Hindustan Petroleum Corp (HPCL) on August 7 reported a 53 percent drop in June quarter net profit mainly due to inventory losses caused by fall in oil prices and decline in refinery margins. Net profit slipped to Rs 811 crore in April-June as compared to Rs 1,719 crore a year back, the company's Chairman and Managing Director Mukesh K Surana told reporters here.
"The decrease in profit is due to sharp decline in crude prices in the month of May and June 2019 leading to inventory loses both at refinery and marketing, and also lower average cracks for all products except for LPG and fuel oil," he said.

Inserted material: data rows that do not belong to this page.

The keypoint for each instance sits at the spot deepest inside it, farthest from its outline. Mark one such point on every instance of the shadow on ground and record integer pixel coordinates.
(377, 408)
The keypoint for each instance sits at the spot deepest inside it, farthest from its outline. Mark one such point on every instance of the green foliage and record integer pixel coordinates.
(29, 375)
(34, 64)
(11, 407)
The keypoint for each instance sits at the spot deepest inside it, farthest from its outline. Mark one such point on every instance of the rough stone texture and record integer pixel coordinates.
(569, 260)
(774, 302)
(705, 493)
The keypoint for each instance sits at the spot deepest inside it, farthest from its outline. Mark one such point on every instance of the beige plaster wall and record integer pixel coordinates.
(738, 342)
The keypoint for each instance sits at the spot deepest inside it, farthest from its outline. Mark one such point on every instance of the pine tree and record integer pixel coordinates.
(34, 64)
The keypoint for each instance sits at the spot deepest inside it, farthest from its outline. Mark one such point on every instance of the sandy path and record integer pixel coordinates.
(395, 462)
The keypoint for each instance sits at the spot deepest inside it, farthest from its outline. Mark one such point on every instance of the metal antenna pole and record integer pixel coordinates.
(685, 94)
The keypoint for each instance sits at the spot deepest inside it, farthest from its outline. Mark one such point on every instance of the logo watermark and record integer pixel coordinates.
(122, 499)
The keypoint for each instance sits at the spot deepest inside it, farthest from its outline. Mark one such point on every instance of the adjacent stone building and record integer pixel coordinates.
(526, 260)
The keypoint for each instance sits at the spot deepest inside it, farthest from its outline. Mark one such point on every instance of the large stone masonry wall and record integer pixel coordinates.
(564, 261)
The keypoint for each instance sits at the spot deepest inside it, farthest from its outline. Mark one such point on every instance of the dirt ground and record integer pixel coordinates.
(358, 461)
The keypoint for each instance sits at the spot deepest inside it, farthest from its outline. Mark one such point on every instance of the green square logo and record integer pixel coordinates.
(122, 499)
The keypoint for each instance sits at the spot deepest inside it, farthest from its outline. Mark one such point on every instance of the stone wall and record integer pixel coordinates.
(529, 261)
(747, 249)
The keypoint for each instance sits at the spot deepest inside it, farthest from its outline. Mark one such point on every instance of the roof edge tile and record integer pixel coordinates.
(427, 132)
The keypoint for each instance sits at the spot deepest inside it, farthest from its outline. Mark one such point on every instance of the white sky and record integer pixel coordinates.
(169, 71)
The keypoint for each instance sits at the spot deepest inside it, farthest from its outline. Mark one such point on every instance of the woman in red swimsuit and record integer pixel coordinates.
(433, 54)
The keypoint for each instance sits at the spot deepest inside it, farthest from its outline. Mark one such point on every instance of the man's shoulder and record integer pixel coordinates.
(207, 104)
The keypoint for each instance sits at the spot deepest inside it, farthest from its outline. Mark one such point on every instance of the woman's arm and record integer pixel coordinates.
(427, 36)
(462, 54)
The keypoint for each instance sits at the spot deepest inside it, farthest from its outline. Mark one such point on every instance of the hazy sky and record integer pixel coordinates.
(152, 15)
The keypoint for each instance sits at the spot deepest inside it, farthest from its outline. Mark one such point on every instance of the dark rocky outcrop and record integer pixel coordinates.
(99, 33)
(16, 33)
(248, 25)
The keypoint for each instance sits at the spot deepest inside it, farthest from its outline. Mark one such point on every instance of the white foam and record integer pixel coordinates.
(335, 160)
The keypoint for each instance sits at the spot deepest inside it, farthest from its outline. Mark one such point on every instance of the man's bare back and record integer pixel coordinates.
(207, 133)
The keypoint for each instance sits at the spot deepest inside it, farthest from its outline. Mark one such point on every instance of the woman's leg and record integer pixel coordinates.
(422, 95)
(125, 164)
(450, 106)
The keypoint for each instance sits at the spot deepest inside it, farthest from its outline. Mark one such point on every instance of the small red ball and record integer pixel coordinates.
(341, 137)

Also, there was reduced throughput at refineries due to planned shutdown which impacted profits.
HPCL earned $0.75 on turning every barrel of crude oil into fuel in Q1 of the current fiscal as compared to $7.15 per barrel gross refining margin (GRM) earlier, he said.
Sales increased marginally to Rs 74,530 crore in April-June as against Rs 72,923 crore turnover a year back.
During April-June, HPCL fuel sales grew 1.7 percent to 9.82 million tonnes. Petrol sales increased 8.4 percent while diesel sales rose 1.7 percent.
"The GRM were lower because of shutdown taken at our refineries," he said.
Surana said HPCL suffered an inventory loss of Rs 535 crore in Q1 as compared to an inventory gain of Rs 2,332 crore a year back.